Simon Whistler, a podcaster and YouTuber, has solved the mystery behind Sherlock Holmes’s fan mail. In a recent episode of his series Today I Found Out, he reveals how a bank ended up receiving and responding to letters addressed to Arthur Conan Doyle’s famous detective for nearly sixty years.
Whistler explains that the Abbey National Bank started receiving fan mail for Holmes in the 1930s. While Sherlock’s residence at 221B Baker Street wasn’t real when Doyle wrote his stories, London’s street addresses had changed by the 1930s, and the bank’s headquarters now sat at Holmes’s fictional address.
Instead of discarding mail addressed to a character who didn’t exist, the bank decided to hire someone to act as Holmes’s secretary and respond to fans. For decades, until the bank moved its headquarters in the 2000s, a series of secretaries took on the role, often telling fans that Holmes had retired to the countryside to raise bees or replying using quotes from Doyle’s books.

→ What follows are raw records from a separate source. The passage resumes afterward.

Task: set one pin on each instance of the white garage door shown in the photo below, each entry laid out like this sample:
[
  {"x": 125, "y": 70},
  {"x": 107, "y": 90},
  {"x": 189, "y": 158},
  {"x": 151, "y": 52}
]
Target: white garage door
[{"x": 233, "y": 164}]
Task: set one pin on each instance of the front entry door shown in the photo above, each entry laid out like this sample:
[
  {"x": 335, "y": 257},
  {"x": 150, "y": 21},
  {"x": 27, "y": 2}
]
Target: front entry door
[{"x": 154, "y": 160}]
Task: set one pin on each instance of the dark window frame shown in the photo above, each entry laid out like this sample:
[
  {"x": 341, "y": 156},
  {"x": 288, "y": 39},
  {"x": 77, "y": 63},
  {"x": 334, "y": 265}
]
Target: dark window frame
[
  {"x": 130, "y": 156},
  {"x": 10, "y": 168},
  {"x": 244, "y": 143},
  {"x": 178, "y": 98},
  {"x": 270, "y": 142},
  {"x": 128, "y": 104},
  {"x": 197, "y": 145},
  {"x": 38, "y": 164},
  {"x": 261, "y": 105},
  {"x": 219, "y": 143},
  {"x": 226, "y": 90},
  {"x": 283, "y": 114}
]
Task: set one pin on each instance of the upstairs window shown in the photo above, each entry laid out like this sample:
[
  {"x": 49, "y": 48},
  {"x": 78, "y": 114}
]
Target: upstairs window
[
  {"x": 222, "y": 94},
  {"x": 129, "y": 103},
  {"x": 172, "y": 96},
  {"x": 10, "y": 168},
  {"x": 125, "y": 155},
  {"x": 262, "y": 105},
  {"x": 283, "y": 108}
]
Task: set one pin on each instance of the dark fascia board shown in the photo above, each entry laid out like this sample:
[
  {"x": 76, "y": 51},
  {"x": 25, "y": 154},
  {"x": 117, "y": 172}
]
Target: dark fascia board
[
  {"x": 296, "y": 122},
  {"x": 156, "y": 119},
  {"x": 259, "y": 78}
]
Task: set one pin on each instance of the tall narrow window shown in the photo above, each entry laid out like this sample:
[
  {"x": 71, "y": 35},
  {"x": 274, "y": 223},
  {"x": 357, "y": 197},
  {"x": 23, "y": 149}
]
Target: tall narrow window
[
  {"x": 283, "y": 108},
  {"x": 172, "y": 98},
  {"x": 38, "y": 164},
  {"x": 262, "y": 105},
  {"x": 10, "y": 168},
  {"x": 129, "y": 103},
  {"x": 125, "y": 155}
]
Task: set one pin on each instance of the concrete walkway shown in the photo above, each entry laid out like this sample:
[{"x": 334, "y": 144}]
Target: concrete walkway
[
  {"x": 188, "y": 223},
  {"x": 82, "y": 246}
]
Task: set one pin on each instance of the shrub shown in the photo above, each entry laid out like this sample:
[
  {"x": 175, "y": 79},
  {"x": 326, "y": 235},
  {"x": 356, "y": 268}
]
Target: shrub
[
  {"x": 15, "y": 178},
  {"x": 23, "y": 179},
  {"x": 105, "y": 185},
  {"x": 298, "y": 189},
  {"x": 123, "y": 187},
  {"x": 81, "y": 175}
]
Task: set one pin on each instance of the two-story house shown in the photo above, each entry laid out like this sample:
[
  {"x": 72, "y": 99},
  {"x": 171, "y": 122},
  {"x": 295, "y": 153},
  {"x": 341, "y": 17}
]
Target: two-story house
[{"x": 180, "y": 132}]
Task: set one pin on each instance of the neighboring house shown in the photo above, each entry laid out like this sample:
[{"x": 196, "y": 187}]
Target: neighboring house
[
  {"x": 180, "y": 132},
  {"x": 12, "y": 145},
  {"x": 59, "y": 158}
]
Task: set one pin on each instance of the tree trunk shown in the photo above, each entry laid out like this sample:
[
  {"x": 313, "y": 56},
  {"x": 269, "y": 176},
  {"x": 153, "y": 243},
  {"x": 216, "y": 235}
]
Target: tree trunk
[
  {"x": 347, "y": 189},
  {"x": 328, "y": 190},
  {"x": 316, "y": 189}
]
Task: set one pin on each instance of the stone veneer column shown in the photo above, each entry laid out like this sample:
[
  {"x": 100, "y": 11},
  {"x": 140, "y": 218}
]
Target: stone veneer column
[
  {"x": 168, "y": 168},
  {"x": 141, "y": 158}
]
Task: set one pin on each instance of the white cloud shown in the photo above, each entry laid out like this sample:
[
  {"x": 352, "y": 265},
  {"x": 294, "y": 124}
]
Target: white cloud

“Mr. Holmes has been asked to help with Watergate and Irangate, to solve the murder of Olaf Palme, the Swedish Prime Minister, and find lost homework to prove to the teacher that the student really did it,” said Nikki Caparn, Holmes’s secretary, in a 1989 interview with The New York Times. “Many people know he's not real and write tongue in cheek. But some people haven't worked it out. The stories were written in the late 1800's and early 1900's and Mr. Holmes would be 136 years old now, so it's unlikely that he'd still be living here.”
Today, the Sherlock Holmes Museum, situated on Baker Street just a few doors from 221B, handles Holmes’s fan mail. In the video above, Whistler shares the story of how Abbey National Bank came to share its address with Sherlock Holmes, and how the responsibility of replying to letters eventually moved from the bank to the museum.